Voorhees raised a point that extends well beyond developer tooling. Apple has no mobile version of Xcode. Channels effectively turns a Mac into a headless build server you can operate from your phone through Telegram. If coding agents keep filling gaps Apple leaves open, the pressure to ship mobile development tools grows with each release like this.
Boris Cherny, the Anthropic engineer who leads Claude Code development, indicated on X that the company sees Channels as the hackable, developer-focused counterpart to Remote Control. Where Remote Control offers a polished mobile interface for continuing sessions from a phone, Channels exposes the protocol layer that developers can wire to whatever system they want.
And the MCP foundation keeps expanding underneath all of it. Anthropic handed MCP to the Linux Foundation's Agentic AI Foundation last December. The ecosystem crossed 10,000 published servers and keeps growing. Cursor IDE uses it in production. Because Channels is built on MCP, the community can build connectors for any platform with an API without waiting for Anthropic to ship them. The plugins for Telegram and Discord already sit on GitHub under Anthropic's official repositories, open for inspection and contribution.
Channels won't replace OpenClaw for users who want an unrestricted AI agent managing their entire digital life from a phone. But for developers who want to check on a build, kick off a test run, or ask their codebase a question from the grocery store, the terminal just stopped being the bottleneck. Anthropic's bet is that controlled access to a running session beats unconstrained access to everything. Whether the market agrees depends on how fast the plugin ecosystem grows, and how many developers decide that --dangerously-skip-permissions is a flag they're comfortable typing every morning.
Frequently Asked Questions
How does Claude Code Channels differ from OpenClaw?
Channels limits itself to two-way chat between a developer and their local Claude Code session. OpenClaw operates as a broader autonomous agent that books flights, controls smart homes, and manages social media. Channels enforces sender allowlists and requires explicit opt-in per session.
Does Channels work with Slack or Microsoft Teams?
Not yet. The research preview restricts plugins to Telegram, Discord, and a localhost demo called Fakechat.
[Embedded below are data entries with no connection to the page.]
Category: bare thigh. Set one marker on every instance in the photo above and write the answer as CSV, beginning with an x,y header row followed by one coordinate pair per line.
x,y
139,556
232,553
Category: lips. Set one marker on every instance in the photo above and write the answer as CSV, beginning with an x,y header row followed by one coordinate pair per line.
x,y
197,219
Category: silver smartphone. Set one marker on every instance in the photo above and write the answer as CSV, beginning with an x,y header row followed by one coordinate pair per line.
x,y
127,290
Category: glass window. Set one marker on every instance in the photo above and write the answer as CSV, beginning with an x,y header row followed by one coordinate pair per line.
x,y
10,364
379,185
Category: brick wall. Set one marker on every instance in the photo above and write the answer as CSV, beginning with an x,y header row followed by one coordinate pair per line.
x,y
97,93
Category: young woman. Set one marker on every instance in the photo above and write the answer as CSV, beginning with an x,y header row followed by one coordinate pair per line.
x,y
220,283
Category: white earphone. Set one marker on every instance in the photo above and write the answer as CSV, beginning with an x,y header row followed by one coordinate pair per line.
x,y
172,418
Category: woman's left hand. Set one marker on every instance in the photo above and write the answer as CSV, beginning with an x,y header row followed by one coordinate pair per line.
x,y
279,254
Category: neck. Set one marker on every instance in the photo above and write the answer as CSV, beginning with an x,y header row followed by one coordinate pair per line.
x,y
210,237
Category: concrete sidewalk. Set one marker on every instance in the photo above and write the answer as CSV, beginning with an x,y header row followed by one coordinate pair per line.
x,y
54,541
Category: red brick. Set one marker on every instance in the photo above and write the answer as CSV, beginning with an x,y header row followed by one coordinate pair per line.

Custom channel development requires a flag prefixed with "dangerously," and third-party plugins need Anthropic review before public listing.
What happens when Claude Code needs permission approval during a remote session?
The session pauses until someone physically taps "allow" in Terminal on the host machine. The only workaround is launching with --dangerously-skip-permissions, which removes all permission checks for that session.
Can enterprise teams use Channels?
Team and Enterprise organizations have Channels disabled by default. An admin must enable channelsEnabled in managed settings first. Individual Pro and Max subscribers can access it immediately but still must opt in per session with the --channels flag.
Does Channels require a subscription or can API key users access it?
Channels requires a claude.ai login. Developers who authenticate through API keys or the Anthropic Console are locked out entirely, which blocks teams that run Claude Code through organizational API access.